Rubèn vivrà tutta la sua infanzia e giovinezza negli orfanotrofi della Russia sovietica in condizioni pessime e con il terrore che una volta maggiorenne, sarebbe finito in un ospizio, dove sarebbe morto nel giro di pochi giorni. Gallego ci finisce in ospizio, ma ne esce anche e poi riesce pure a ritorvare la madre, a sposarsi, ad avere figli, a scrivere questo libro. Metterà "nero su bianco" la sua vita e riuscirà a vincere uno dei premi letterari più importanti in Russia.

"Mi auguro sinceramente, desidero con tutte le mie forze che il mio periodo nero continui il più possibile, che non diventi bianco.
Non mi piace il bianco.
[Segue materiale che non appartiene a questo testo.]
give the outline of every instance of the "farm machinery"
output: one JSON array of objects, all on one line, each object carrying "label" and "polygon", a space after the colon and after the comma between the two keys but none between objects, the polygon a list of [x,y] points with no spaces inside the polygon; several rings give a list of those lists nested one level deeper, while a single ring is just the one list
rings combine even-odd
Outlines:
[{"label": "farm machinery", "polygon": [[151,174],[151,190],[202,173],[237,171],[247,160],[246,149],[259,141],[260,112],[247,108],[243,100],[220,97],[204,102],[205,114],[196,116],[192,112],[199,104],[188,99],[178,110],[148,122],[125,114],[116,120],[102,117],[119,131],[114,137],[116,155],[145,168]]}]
Il bianco è il colore del l’impotenza e della dannazione, il colore del soffitto d’ospedale e delle sue lenzuola. Cura e tutela garantite, silenzio e quiete: il nulla. Il nulla della vita d’ospedale che scorre all’infinito.
Il nero è il colore della lotta e della speranza. Il colore del cielo notturno, lo sfondo fermo e nitido dei sogni, delle brevi pause fra gli intervalli diurni, bianchi e sterminati, delle infermità fisiche. E il colore del sogno e della fiaba, il colore del mondo dietro le palpebre chiuse. Il colore della libertà, il colore che ho scelto per la mia sedia a rotelle elettrica."